- Location: King County, Washington
- Coordinates: 47°46′25″N 122°04′06″W﻿ / ﻿47.7735290°N 122.0683272°W
- Catchment area: 2,419 acres (979 ha)
- Basin countries: United States
- Surface area: 18 acres (7.3 ha)
- Average depth: 17 ft (5.2 m)
- Max. depth: 28 ft (8.5 m)
- Surface elevation: 259 ft (79 m)

= Paradise Lake (Washington) =

Lake in King County, Washington, USA

Paradise Lake is a small freshwater lake in the north of King County, Washington, USA, located two miles east of Woodinville. The lake has no public access boat launch. It feeds into Bear Creek, which flows towards the Sammamish River at Redmond.

Fish in the lake include cutthroat trout, rainbow trout, and sockeye salmon as well as rock bass, pumpkinseed, walleye, largemouth bass, smallmouth bass, northern pike and yellow perch. A fishing license is required.

The lake was formerly used to raise non-native bullfrogs (Rana catesbeiana) for the restaurant industry, and a high population of bullfrogs remains.

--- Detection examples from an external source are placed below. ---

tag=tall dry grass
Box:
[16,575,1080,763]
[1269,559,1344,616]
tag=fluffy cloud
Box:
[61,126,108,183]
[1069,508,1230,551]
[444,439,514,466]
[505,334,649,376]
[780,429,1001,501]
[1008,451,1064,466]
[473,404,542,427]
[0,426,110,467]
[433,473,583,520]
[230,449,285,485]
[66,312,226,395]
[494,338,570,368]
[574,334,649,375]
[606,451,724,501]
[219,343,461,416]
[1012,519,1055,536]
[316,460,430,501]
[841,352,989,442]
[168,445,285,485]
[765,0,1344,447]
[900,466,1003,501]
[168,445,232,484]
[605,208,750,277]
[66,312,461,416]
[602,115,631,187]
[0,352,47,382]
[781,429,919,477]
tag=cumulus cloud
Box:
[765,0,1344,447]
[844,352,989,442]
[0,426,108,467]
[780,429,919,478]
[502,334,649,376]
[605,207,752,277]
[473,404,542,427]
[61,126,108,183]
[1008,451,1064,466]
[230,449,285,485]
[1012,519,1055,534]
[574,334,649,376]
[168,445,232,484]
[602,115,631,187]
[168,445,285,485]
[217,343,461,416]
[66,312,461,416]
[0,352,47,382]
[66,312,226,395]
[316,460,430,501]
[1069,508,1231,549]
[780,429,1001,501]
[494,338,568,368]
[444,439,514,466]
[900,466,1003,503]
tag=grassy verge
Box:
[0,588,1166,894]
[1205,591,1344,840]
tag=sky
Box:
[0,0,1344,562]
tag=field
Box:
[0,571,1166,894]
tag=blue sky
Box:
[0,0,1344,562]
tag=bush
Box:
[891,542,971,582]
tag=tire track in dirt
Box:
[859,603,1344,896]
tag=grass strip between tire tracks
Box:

The lake is also home to a very rare species of mollusk, Valvata mergella, collected by W. J. Eyerdam in 1941, B. R. Bales in 1958, and T. J. Frest and E. J. Johannes in 1995.

Water quality in the lake was classified as eutrophic by the King County Department of Natural Resources and Parks in 2003. The water was monitored by volunteers between 1996 and 2008. The water temperature was found to vary between 4 °C and 22 °C and thermal stratification during the summer was found to be stable. Two significant peaks in the algae population were detected, predominantly Dinobryon and other chrysophytes, in late May and in late September. Other species detected include several cryptophyte species and the diatom Asterionella formosa. Phosphorus content was found to be significantly higher in the depths through sedimentary release.